I have a Windows laptop for the first time in well over a decade for a project I am working on. Even though it is overpowered (i7, 64gb ram), and it is currently "idle", the cooling fans are working overtime because the damn OS is always busy doing some random shit when "idle". This is AFTER I ran a debloat script. It was near impossible to use before then.
EDIT: I found the cause of the fanning issue and different behavior between Win 11 and Linux (Pop!_OS). Even though the laptop comes with an Nvidia RTX 4000 series GPU, Windows 11 set the global default GPU to be the integrated graphics (Intel UHD). The same laptop under Pop!_OS automatically set the default GPU to Nvidia. As soon as I dug this up and switched the settings to Nvidia, the laptop stopped fanning full speed nonstop.

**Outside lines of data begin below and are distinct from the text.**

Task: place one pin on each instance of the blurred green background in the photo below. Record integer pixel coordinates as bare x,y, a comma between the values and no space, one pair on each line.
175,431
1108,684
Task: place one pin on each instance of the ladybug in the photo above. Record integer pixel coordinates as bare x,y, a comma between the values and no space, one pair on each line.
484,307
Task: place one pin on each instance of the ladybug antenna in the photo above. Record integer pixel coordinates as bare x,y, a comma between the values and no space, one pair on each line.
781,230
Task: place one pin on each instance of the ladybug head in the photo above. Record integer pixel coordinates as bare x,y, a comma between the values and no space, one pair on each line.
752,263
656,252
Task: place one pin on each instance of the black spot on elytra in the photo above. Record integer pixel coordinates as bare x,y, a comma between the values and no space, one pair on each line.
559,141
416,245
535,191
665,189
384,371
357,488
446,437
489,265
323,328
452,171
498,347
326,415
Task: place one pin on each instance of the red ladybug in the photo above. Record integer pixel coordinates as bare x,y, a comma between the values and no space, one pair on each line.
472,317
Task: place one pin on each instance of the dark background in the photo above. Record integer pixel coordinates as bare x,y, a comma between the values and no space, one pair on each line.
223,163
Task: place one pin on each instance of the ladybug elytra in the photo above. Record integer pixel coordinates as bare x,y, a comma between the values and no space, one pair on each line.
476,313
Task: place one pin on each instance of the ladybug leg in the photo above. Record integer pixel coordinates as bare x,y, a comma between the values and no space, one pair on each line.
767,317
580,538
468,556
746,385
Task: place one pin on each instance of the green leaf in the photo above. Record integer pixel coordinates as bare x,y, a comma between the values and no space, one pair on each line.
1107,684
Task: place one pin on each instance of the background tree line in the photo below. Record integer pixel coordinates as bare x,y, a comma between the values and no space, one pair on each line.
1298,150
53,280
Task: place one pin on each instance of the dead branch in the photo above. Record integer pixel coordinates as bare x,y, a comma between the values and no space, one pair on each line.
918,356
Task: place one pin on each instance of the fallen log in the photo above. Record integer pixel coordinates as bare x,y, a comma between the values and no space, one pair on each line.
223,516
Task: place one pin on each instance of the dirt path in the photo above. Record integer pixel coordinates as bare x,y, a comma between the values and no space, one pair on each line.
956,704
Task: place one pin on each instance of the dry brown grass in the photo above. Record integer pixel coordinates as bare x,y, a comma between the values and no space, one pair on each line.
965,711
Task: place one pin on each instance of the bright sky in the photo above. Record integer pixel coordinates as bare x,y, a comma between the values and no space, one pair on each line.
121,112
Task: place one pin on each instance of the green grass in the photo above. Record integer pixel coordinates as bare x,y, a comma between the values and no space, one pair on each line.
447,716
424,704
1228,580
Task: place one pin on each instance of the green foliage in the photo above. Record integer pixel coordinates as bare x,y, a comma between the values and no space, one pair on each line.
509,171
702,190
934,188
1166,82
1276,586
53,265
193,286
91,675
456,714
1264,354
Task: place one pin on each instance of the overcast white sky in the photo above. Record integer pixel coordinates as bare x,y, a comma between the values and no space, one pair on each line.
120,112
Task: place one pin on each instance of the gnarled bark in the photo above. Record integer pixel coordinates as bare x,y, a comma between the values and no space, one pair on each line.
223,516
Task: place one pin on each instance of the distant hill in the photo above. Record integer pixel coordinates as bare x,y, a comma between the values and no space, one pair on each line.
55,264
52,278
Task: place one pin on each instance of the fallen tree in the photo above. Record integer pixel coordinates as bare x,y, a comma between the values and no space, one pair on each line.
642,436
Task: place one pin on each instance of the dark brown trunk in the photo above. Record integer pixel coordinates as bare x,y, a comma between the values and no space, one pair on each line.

Everything by VoidTools is a million times better than the Windows search, it indexes every file and then actually finds it right away when you search for it.
I don't get why people exaggerate this much. I have a laptop with a 7840hs and 32gb of ram so it's also "overpowered" but it's whisper quiet and consumes 30-45w while doing simple tasks. Consumption only increases if I'm running code, playing games, etc which makes total sense.
Windows is not a well optimized os and the telemetry sucks but you're just flat out lying with your claims. It's either that or your laptop has the worst possible cooling.
No exaggeration. I could literally record video at any time to show how it is fanning like crazy. If it is on, it is fanning like a jet plane.
EDIT: Problem found. Win 11 defaulted to integrated graphics even though the laptop has an Nvidia GPU. The same laptop with a Linux (Pop!_OS) install defaulted to the Nvidia GPU. That's just dumb.
I have a laptop that I dual boot Windows 11 and Ubuntu on.
If I leave the Windows desktop idle for >20 minutes the fans will almost always randomly flare up even though I'm doing nothing. On Ubuntu, the desktop usually stays silent, or sometimes the fans come on a little (probably due to bloated browser apps) but never flare up the way it does on Windows.
Again, the most common problem in those cases are crappy drivers/fan curves. I have a laptop with W11 on it and fix/maintain laptops for friends as well and this is not an issue with any of them. The only time I had this problem was with a specific laptop.
Honestly, of all of the things you could criticize about windows (and there are lots), this is the one thing that is simply not an inherent OS problem.
I should test this. I normally set an aggressive fan curve so the CPU doesn't overheat, and because I game on my laptop I use the custom fan profile instead of the default quiet one. I should try using a different fan profile when not gaming.